The C&AG makes the recommendation in his latest annual report after observing that while the Government has met its recent targets in relation to the building of social housing, there is not absolute clarity as to the effectiveness of some of the spending involved.
"The department has achieved or substantially achieved most of the performance targets it has set for the housing programme funded under the Vote for Housing, Planning and Local Government," said the annual report.
"These are predominantly output targets that measure aspects of the programme-funded activity. However, the measures used are not well aligned with the nature of the activity that is funded. Some substantial funding lines have no output or activity measures associated with them. Some measures relate to a number of funding lines, so it is difficult to see what contribution each spending channel is making.
"There is no single document in the vote accounting cycle which brings together information on both financial outturns and performance against output or outcome indicators.

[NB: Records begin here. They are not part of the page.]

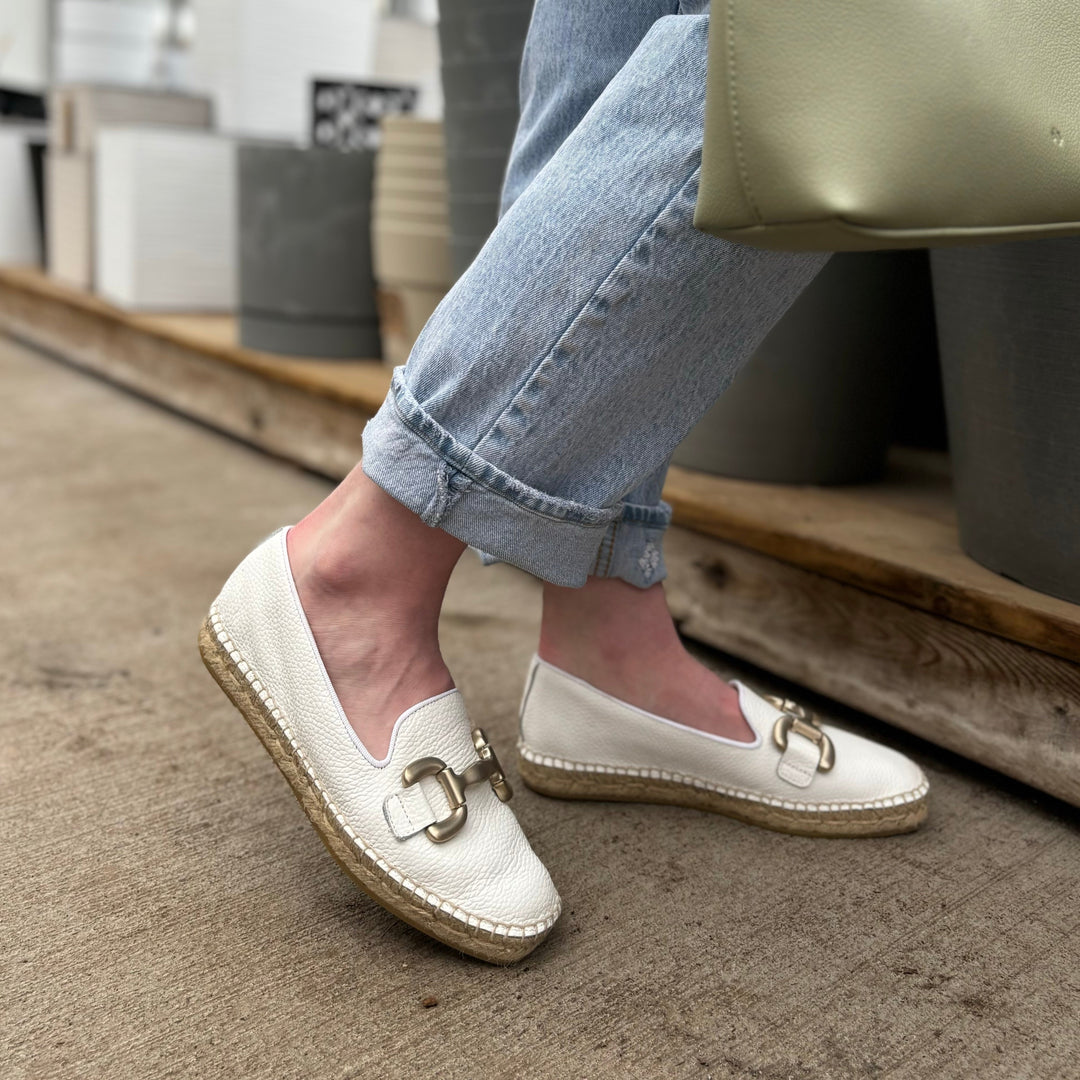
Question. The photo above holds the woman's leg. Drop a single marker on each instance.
(590, 334)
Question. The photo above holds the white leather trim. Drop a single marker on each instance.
(540, 662)
(275, 714)
(556, 763)
(568, 724)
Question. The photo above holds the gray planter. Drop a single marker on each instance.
(476, 29)
(1009, 325)
(306, 282)
(815, 403)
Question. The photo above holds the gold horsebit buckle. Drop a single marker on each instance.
(454, 784)
(798, 719)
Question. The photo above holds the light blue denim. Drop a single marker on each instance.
(540, 406)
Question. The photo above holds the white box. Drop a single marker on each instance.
(69, 184)
(113, 61)
(24, 44)
(18, 213)
(136, 21)
(165, 219)
(258, 58)
(77, 112)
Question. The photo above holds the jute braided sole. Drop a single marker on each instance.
(610, 787)
(347, 850)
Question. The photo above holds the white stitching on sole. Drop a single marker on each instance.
(393, 876)
(818, 808)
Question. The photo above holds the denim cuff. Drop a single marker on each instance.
(424, 468)
(632, 548)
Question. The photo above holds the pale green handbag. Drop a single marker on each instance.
(856, 124)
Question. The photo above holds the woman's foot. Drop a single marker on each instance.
(622, 640)
(370, 577)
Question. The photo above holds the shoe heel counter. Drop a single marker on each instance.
(248, 588)
(527, 709)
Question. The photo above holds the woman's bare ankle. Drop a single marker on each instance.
(623, 640)
(370, 577)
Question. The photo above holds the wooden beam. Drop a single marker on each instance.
(310, 412)
(1001, 703)
(895, 539)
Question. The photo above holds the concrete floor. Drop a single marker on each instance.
(166, 909)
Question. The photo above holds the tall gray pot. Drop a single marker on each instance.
(481, 42)
(815, 403)
(1009, 324)
(306, 281)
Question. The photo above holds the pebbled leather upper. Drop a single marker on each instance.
(572, 723)
(487, 871)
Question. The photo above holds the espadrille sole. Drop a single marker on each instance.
(366, 868)
(585, 783)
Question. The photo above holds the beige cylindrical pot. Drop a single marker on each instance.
(410, 231)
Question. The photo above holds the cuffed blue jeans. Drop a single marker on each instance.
(540, 406)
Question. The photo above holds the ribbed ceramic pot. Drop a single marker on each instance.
(817, 401)
(306, 281)
(481, 42)
(410, 231)
(1009, 325)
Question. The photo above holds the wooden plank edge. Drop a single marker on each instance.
(1003, 704)
(35, 284)
(321, 434)
(962, 604)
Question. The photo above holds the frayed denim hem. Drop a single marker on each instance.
(421, 466)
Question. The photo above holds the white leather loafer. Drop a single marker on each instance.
(798, 775)
(426, 832)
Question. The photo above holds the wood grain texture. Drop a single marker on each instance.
(180, 367)
(34, 298)
(896, 539)
(1003, 704)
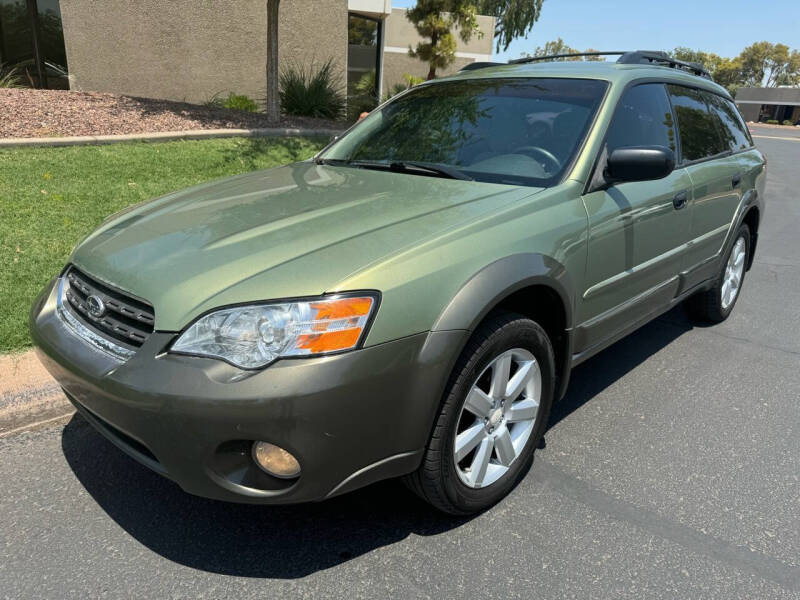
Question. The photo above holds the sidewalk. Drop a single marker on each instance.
(165, 136)
(28, 395)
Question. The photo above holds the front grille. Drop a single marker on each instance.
(123, 318)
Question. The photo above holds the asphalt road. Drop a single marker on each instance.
(671, 470)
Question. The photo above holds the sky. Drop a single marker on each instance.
(724, 27)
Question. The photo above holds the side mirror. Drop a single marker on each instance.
(639, 163)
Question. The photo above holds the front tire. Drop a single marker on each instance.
(716, 304)
(493, 416)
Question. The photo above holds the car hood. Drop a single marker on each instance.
(287, 232)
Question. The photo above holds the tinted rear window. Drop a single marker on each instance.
(732, 129)
(698, 129)
(518, 131)
(643, 117)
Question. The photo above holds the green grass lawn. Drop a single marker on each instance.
(51, 197)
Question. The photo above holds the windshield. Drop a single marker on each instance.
(517, 131)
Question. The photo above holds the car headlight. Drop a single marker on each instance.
(255, 335)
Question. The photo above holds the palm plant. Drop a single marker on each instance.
(9, 77)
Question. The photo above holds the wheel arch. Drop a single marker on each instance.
(534, 285)
(751, 218)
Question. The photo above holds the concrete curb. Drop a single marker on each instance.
(164, 136)
(28, 395)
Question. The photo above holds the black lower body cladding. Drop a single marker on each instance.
(350, 419)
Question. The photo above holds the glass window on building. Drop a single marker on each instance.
(32, 41)
(363, 63)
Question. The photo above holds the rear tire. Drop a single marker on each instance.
(716, 304)
(493, 416)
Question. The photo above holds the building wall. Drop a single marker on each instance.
(750, 101)
(189, 50)
(400, 34)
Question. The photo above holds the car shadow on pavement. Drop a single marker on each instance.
(289, 542)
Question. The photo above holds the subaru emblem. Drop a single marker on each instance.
(95, 306)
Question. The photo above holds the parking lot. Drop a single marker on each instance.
(671, 469)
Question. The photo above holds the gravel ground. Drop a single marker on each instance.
(56, 113)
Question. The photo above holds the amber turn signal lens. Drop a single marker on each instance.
(337, 324)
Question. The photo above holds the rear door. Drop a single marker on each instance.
(637, 230)
(707, 152)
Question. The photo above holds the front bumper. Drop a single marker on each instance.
(350, 419)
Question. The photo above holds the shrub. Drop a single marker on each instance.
(311, 92)
(240, 102)
(233, 101)
(9, 77)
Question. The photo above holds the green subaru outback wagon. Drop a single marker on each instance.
(411, 301)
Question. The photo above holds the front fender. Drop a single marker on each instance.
(500, 279)
(497, 281)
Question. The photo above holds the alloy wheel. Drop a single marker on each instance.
(498, 418)
(734, 271)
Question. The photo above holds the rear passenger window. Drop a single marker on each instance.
(733, 131)
(700, 137)
(643, 118)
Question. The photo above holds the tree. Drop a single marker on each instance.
(769, 65)
(434, 20)
(513, 18)
(560, 47)
(725, 71)
(273, 86)
(760, 64)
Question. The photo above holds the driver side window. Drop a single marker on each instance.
(643, 118)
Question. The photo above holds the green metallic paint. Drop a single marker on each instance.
(441, 253)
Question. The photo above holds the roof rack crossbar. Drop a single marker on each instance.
(658, 57)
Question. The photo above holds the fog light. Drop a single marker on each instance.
(275, 460)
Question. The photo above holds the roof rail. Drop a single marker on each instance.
(526, 59)
(626, 57)
(664, 59)
(479, 65)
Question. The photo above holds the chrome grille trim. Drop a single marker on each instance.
(100, 343)
(122, 319)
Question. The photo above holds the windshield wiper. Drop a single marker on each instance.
(405, 166)
(442, 170)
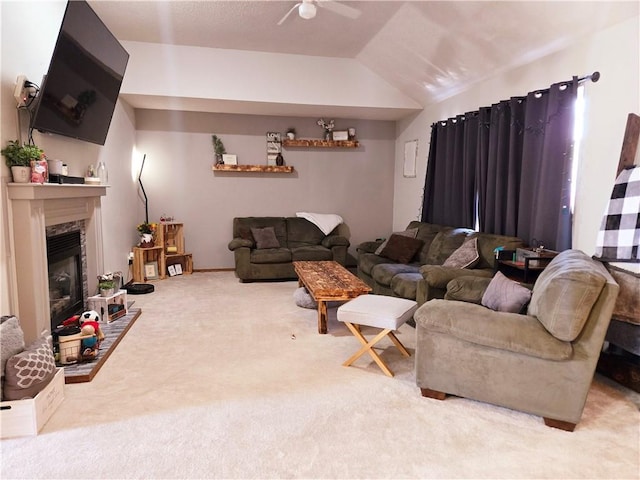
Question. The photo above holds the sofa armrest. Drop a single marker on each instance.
(468, 289)
(335, 241)
(239, 242)
(369, 247)
(439, 276)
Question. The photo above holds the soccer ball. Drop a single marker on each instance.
(90, 315)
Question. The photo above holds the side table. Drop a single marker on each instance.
(148, 264)
(525, 264)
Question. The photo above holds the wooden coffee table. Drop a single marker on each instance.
(328, 281)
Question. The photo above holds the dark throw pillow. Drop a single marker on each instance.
(265, 237)
(401, 249)
(505, 295)
(28, 372)
(466, 256)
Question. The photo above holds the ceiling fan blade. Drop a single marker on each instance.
(339, 8)
(289, 13)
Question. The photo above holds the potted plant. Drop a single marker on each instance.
(218, 148)
(106, 284)
(147, 231)
(19, 157)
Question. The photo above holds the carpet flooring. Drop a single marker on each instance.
(219, 379)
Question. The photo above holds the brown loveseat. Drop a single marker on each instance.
(295, 239)
(421, 276)
(541, 362)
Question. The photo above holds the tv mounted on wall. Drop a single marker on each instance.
(80, 91)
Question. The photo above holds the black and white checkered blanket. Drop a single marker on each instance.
(619, 236)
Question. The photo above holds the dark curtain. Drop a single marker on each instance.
(449, 186)
(513, 162)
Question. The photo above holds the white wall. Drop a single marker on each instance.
(354, 183)
(615, 53)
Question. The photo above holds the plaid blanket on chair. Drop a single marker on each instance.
(619, 236)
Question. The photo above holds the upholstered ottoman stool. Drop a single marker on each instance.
(379, 311)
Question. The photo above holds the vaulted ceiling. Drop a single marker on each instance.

"The Department of Public Expenditure and Reform should conduct a review of the current process for developing estimates and subsequently the production of accounts to identify opportunities for increased transparency through greater integration of financial and performance information."
It said Australia and some European countries offered examples of good practice for performance measurement.
On the money that was spent, it said just over 100,000 units of social housing were secured through five delivery streams — almost 10% above the target for the period 2016-2019. Expenditure on the department’s housing programme in 2019 was two-and-a-half times the corresponding figure for 2016, with the 2020 estimate due to exceed that again.
It also referred to a potentially enhanced role for the National Oversight and Audit Commission, an independent statutory oversight body for the local government sector, whose data shows a 4.1% increase in the stock of local authority social housing dwellings over four years, but a jump of 32% in the percentage of those in emergency accommodation classed as long-term homeless in the same period.